ゲームサーバーについては、チックレート128Hzの専用サーバーを各国に設置。くわえて相手にラグが生じている場合も、サーバー側で自動的に128fpsにアップサンプリングして、なめらかな動きを作り出している。さらにRiot Gamesは2014年から、『League of Legends』でも使用されているプロバイダとのピアリング契約「Riot Direct」を開始している。低Pingの環境を実現するRiot Directによって、とくに「飛び出し有利」から発生する不公平な撃ち合いが緩和されるという。
散々述べたように競技性が強く意識されている『VALORANT』だが、日本では6月2日の正式リリース直後からゲームが180Pingを超える現象が報告されていた。Pingの値が大きいといわゆる「ラグい」状態になり、操作の入力や画面の情報が実際のゲームと大きくずれてしまう。サーバーとのデータのやり取りにかかる往復時間がPingの大きさに対応しており、例えば180Pingなら1000分の180秒(0.18秒)かかっていることになる。Riot Gamesも一部プロバイダからゲームサーバーへの接続時に問題があると確認。一時的な対処として、PCからIPv6接続設定をオフにすると低Pingでプレイできる可能性があると説明を行っていた。

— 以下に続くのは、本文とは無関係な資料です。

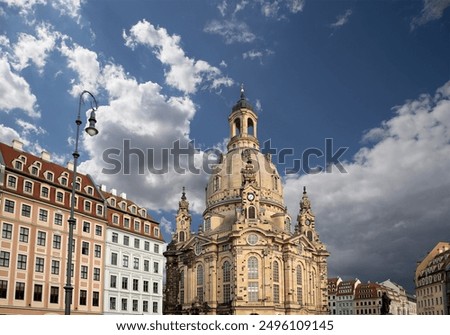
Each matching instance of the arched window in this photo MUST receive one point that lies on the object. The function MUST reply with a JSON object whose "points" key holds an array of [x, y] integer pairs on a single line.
{"points": [[253, 283], [200, 283], [237, 127], [252, 265], [276, 280], [250, 127], [251, 212], [299, 285], [226, 282], [182, 286]]}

問題解決にかかる日数は未定とされていたが、Riot Gamesは前述の説明から約40時間後の6月4日12時、異常な高Pingが発生する問題が解決したと『VALORANT』公式Twitterアカウントにて投稿した。現在は各プロバイダとの協業の結果、ほとんどのプレイヤーにおいて低Pingでの安定を確認しているとのことだ。投稿にはその他の要素についても調査・確認をしているとあり、ゲーム開始直後のエラーなども現在対応中のようだ。インフラの強固さも売りの1つである『VALORANT』、問題が発生してからの迅速な対応からも今後のサービスへの意気込みがうかがえそうだ。